A luta nesta região é, pois, muito antiga, e as perseguições por parte dos latifundiários e empresários do agronegócio continuam. Quem está insistindo no despejo das 450 famílias está incitando a violência e serão responsáveis caso ocorra massacre. A CPT/MG alertou o Estado de Minas Gerais 1,5 ano antes do massacre de Felisburgo, ocorrido dia 20 de novembro de 2004. Entretanto, o Estado permaneceu cúmplice do latifúndio e acabou acontecendo o massacre de Felisburgo. Será preciso ocorrer outro massacre de Sem Terra em Minas Gerais como o de Eldorado dos Carajás, no Pará, em 17 de abril de 1996? Os Sem Terra de Campo do Meio já sofreram 11 despejos e estão determinados a não aceitar mais nenhum despejo. A luta dos Sem Terra do MST em Campo do Meio busca resgatar uma imensa dívida histórica com o povo negro e camponês, inúmeras vezes submetidos à situação análoga à escravidão no sul de Minas Gerais. Agentes de pastoral da CPT/MG atuaram no sul de MG ainda nas décadas de 1980 e 1990, ao lado de 15 sindicatos de Trabalhadores Rurais combativos, combatendo o trabalho escravo. Em Campos Gerais, próximo a Campo do Meio, na manifestação contra o despejo nas terras da Ariadnópolis, dia 7 de novembro último (2018), ficamos felizes ao encontrarmos ex-agentes da CPT/MG, hoje integrantes da Cooperativa Camponesa, que acolhe a produção orgânica, agroecológica das 450 famílias da Ariadnópolis, o Café Guaií inclusive, principal produto da Cooperativa, que tem o diferencial de ser totalmente puro.

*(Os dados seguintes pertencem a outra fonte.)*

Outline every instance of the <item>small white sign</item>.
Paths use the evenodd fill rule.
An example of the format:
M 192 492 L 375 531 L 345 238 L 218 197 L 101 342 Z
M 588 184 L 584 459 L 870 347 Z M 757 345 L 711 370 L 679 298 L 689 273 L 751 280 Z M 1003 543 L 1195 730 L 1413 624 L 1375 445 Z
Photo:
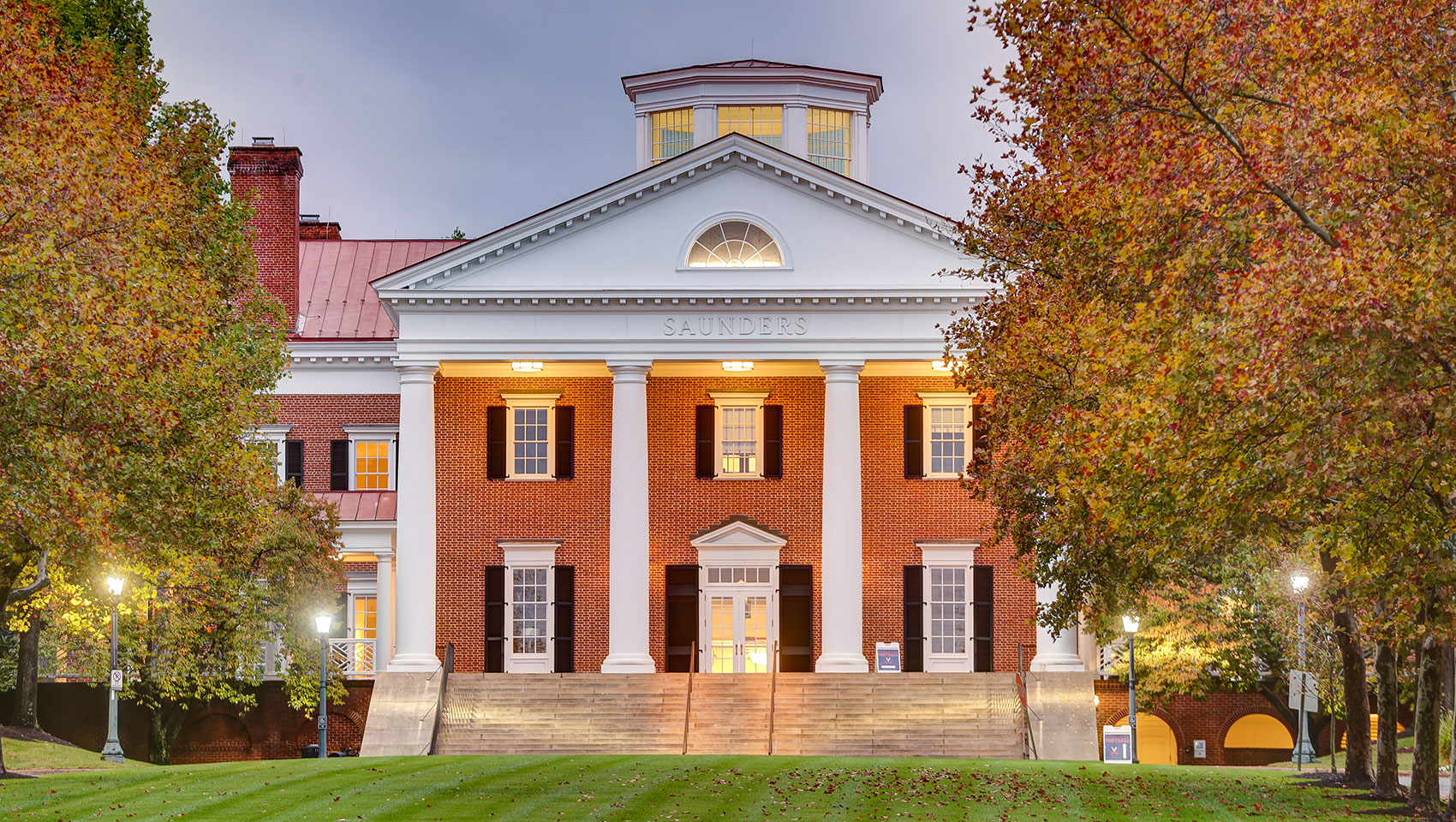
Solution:
M 1319 711 L 1319 679 L 1309 671 L 1289 672 L 1289 710 L 1299 710 L 1300 701 L 1305 713 Z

Vários “acidentes” – crimes premeditados – ceifaram a vida de muitos trabalhadores boias-frias no sul de MG sendo transportados para a colheita do café, enquanto eram transportados em caminhões de boias-frias ou em ônibus velhos. No Município de Antônio do Amparo, na BR 381, um caminhão com 32 boias-frias tombou dia 19 de agosto de 2008. Resultado: 14 morreram na hora e outros 18 ficaram gravemente feridos. Campo do Meio já foi palco de luta contra a escravidão. Portanto, a luta pela terra em Campo do Meio nas terras da ex-usina Ariadnópolis é também para saldar um pouco essa imensa dívida histórica com o povo negro e camponês.

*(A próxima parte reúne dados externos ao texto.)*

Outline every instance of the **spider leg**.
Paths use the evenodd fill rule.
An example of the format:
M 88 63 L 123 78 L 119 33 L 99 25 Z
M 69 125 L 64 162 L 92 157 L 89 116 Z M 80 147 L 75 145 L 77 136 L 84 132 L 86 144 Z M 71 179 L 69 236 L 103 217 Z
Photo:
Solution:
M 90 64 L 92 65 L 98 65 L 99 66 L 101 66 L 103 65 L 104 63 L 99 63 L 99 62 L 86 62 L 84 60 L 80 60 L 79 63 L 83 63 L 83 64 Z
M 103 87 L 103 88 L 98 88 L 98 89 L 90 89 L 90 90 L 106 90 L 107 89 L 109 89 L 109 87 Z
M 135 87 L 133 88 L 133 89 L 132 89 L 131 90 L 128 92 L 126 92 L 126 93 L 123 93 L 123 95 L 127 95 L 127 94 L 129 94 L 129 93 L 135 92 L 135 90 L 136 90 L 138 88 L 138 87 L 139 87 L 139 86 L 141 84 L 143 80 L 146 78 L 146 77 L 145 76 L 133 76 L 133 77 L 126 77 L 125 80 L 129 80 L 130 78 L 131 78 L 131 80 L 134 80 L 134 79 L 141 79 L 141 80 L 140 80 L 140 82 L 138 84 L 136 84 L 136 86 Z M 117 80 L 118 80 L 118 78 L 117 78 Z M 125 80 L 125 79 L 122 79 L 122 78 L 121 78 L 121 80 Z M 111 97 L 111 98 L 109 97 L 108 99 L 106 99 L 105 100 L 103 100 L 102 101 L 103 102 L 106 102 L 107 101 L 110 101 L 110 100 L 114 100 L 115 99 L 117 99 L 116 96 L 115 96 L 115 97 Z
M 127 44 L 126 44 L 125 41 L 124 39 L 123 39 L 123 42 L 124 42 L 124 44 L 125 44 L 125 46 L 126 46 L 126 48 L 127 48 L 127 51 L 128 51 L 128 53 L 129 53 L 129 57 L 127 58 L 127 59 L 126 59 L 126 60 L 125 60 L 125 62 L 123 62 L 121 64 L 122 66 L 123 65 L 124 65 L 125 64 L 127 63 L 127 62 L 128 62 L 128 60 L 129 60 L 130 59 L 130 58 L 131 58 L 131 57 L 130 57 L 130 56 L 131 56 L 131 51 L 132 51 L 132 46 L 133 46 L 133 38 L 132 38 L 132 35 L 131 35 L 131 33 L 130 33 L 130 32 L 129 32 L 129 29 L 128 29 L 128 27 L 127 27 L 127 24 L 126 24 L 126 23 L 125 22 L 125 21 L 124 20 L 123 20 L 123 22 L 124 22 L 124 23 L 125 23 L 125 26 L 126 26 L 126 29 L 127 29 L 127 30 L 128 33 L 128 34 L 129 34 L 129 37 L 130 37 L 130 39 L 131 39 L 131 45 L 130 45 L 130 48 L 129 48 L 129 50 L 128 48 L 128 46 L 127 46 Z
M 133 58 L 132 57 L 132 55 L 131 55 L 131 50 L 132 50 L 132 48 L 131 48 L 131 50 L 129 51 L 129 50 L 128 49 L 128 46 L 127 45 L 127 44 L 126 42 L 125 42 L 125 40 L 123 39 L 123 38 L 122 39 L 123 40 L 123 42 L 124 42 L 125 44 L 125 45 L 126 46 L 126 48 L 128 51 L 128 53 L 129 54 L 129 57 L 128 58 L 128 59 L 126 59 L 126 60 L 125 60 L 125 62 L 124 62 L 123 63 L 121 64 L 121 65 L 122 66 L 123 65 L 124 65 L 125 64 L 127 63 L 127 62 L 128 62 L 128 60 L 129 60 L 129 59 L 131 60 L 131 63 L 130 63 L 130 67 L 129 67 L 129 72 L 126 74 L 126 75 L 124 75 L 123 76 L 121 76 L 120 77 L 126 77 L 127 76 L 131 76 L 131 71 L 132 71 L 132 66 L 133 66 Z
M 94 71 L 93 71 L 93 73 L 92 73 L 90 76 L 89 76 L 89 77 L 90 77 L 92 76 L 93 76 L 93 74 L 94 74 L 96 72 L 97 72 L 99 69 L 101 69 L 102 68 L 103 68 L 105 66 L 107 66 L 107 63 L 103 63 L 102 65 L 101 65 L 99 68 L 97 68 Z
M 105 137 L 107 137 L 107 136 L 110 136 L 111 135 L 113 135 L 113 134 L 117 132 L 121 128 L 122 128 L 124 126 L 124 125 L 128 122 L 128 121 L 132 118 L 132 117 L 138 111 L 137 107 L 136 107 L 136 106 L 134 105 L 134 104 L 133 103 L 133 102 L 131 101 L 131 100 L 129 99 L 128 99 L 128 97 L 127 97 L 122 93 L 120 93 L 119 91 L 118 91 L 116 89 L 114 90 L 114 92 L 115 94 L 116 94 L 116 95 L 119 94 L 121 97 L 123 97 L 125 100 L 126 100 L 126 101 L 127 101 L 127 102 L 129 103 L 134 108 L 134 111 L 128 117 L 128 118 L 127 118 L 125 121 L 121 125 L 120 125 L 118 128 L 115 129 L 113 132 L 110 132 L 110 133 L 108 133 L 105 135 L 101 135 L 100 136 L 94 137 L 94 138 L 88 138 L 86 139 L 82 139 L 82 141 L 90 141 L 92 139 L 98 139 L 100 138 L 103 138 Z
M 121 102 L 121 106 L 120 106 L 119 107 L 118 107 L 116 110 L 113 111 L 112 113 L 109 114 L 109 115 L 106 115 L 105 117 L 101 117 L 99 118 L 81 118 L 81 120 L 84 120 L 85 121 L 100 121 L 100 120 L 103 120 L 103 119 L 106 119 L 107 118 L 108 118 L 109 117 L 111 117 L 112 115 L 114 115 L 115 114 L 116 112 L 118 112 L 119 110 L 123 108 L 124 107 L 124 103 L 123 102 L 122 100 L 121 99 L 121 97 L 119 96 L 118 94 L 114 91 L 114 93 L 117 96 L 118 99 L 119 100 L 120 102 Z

Recordo também que a desembargadora Márcia Maria Milanez, presente na audiência pública, quando era 3ª vice-presidenta do TJMG, ajudou a evitar o despejo da Ocupação Dandara, em Belo Horizonte, hoje com 2.500 famílias assentadas. Ela defendeu em uma postura sensata na época: “Quando se tem que despejar, deve-se despejar no início da ocupação e não depois que o povo já está enraizado”. Logo, como despejar 450 famílias que ocupam o latifúndio da Ariadnópolis há 20 anos, onde já estão mais do que enraizados? Onze despejos já foram feitos lá no latifúndio da Ariadnópolis, mas o povo reocupou. Recordo também que quando as 9 mil famílias das Ocupações-Comunidades da Izidora, em Belo Horizonte e Santa Luzia, MG, estavam sob gravíssima ameaça de despejo, em agosto de 2014, um grupo de Sem Terra do MST de Campo do Meio trouxe e partilhou com as famílias das Ocupações da Izidora (Rosa Leão, Esperança e Vitória) um caminhão de alimentos produzidos nos 11 Acampamentos do latifúndio da Ariadnópolis. Esse gesto de solidariedade nunca será esquecido pelo povo das Ocupações-Comunidades da Izidora que também se somarão na luta para impedir o despejo das 450 famílias em Campo do Meio. Portanto, mexer com o MST em Campo do Meio significa mexer também com as Ocupações da Izidora, na capital mineira.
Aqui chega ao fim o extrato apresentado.